In an interview Wednesday, Hazel said it was not immediately clear to him what Williams hoped to get out of the meeting. After it had already taken place, McDonnell directly asked him to talk to Williams.

“The governor said, ‘Will you talk to my wife’s friend?’ ” Hazel said. “And I said, ‘I have spoken with him. But I don’t know what he wants.’ ”

On the day of the November 2010 meeting with Hazel, Williams’s executive assistant said in an e-mail that McDonnell had suggested the get-together.

“Jonnie spoke with the Governor recently about a new product that Star Scientific, Inc. is developing that has the potential to save Virginia citizens money on health care,” wrote Jerri M. Fulkerson, Williams’s assistant. “The Governor told Jonnie he needs to speak to Dr.

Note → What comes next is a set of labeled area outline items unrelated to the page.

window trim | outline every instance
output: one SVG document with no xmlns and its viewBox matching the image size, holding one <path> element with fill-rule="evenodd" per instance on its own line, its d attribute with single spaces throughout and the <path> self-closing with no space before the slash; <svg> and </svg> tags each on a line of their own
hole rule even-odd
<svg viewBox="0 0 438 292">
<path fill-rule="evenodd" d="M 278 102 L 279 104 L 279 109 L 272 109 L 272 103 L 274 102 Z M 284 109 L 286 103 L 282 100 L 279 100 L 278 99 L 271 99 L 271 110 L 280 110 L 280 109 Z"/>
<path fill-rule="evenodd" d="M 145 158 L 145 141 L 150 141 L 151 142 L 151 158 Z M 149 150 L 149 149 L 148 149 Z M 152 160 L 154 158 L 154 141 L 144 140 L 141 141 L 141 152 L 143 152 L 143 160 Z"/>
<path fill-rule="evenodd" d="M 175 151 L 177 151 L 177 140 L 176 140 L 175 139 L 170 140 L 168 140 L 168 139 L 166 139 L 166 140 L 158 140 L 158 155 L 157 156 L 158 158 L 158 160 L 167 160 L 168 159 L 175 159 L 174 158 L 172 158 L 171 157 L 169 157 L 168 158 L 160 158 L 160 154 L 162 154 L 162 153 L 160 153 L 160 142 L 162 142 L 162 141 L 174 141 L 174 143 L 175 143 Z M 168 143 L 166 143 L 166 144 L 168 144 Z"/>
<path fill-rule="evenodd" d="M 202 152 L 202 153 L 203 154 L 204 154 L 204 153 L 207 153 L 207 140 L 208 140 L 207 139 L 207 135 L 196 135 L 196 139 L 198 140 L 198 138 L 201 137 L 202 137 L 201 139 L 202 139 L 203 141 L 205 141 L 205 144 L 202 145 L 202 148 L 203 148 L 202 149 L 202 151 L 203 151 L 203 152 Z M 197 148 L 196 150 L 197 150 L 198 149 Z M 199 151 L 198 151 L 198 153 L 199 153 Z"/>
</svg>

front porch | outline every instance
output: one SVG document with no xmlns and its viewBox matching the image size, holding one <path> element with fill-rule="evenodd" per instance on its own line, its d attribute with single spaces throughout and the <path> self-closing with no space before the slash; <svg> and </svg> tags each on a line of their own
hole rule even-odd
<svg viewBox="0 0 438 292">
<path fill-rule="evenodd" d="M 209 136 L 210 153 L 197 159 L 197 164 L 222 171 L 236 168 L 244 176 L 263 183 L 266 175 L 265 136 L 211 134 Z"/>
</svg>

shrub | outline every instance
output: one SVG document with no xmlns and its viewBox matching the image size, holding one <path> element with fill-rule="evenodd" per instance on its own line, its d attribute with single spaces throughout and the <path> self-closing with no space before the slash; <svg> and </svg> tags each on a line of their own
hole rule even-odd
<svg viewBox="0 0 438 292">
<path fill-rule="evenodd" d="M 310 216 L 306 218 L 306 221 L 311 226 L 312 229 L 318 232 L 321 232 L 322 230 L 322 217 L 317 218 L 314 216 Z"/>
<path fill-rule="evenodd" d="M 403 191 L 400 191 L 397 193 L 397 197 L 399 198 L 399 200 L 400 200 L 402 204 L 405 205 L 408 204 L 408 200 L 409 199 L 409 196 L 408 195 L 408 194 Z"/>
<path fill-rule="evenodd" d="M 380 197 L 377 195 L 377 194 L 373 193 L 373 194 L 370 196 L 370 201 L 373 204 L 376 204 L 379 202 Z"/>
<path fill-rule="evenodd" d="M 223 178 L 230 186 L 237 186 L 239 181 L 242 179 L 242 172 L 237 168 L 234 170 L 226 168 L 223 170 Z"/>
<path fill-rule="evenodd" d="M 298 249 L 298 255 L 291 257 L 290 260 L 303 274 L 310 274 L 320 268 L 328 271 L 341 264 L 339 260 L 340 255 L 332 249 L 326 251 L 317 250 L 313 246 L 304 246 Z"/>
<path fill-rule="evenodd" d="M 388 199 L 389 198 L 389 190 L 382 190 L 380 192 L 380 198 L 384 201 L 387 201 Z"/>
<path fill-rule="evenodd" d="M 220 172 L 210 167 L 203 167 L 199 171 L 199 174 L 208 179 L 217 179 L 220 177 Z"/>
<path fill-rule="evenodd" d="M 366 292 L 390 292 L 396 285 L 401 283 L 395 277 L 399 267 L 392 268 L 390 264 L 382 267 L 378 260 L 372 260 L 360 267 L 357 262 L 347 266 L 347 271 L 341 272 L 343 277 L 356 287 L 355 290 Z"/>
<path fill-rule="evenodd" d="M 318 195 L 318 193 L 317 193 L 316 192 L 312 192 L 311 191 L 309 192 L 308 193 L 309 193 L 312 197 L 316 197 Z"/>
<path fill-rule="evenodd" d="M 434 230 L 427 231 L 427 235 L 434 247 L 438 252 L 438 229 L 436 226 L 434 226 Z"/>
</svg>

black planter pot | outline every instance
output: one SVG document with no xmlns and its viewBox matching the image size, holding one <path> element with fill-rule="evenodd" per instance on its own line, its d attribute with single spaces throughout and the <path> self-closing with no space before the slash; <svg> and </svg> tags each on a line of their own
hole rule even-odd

Hazel in reference to this.”

McDonnell spokesman Tucker Martin said there was nothing unusual about the governor asking a state official to talk with someone.

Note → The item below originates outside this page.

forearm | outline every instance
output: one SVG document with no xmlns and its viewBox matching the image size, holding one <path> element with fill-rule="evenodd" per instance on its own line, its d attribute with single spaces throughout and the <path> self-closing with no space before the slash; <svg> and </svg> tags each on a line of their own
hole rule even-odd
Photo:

“Whether it be on his radio shows, at events or anywhere he goes, Virginians are always asking the governor about issues or challenges or proposals that they may have,” Martin said. “We try to be responsive. Any matters that should be properly handled by a specific agency or secretariat are directed to their attention and handled as a matter of routine business.”

Hazel said he often meets with corporate leaders at the request of the governor’s office.

“They’re selling new ideas, and part of the job is to sift through and listen to it and try to make a decision about whether it is useful or not,” he said.

Previous Washington Post coverage of Gov. Bob McDonnell and ties to Star Scientific.

Williams gave $145,000 to assist the McDonnell family in 2011 and 2012. He provided $70,000 to a corporation owned by the governor and his sister and $50,000 as a loan to Maureen McDonnell. He also paid for the catering at the wedding of one of McDonnell’s daughters and gave a $10,000 gift to another daughter before her wedding.

At the meeting with the health secretary, the Star executive said his company had found a way to make tobacco, once a mainstay of the Virginia economy, healthy and profitable. His company was preparing to introduce Anatabloc, an anti-inflammatory supplement made from a chemical found in tobacco.

The product is billed as having promise for the treatment of Alzheimer’s and other ailments. Alzheimer’s experts have questioned those claims, as have shareholders, who allege in a lawsuit that Star exaggerated Anatabloc’s scientific promise.

Hazel said he concluded that the product was “not ready for prime time.”

“We took no action that would have likely benefited his company as a result,” Hazel said. “Unequivocally, I can say that.”

Hazel said Williams continued to periodically send him material about Star, but he was never sure what the executive was hoping to get from state government. After the governor made his direct request to “talk to my wife’s friend,” Hazel saw Williams at an event and asked.

“I said, ‘Jonnie, what is it that you want?’ ” Hazel recalled. “He said he wanted to get his product tested at U-Va. or MCV,” a reference to the Medical College of Virginia, now part of Virginia Commonwealth University. “And I said, ‘You go to them for that. You don’t need us for that.’ ”

Williams later arranged to make research grants to scientists at the two public medical schools, announcing them at an August 2011 mansion luncheon that doubled as a product-launch party for Anatabloc.

The event came the same month that Williams had a meeting with another state health official, this one at the behest of Maureen McDonnell. Molly Huffstetler, senior policy adviser to Hazel, met with him and the first lady Aug. 1, 2011. In an e-mail to Williams afterward, Huffstetler expressed professional skepticism but personal hopes for Anatabloc.

“As you know, it is necessary for us to make policy recommendations and decisions off sound data, [but] I am grateful that you are making strides to validate the incredible anecdotes and stories that result in your work,” Huffstetler wrote. “At times I found myself drifting to excitement thinking about my father, who suffers greatly from Ankylosing Spondylitis (severe form of arthritis). . . . It thrills me to think that within his lifetime there is a possible method to alleviating pain without costly side effects.”

Huffstetler did not return a call seeking comment.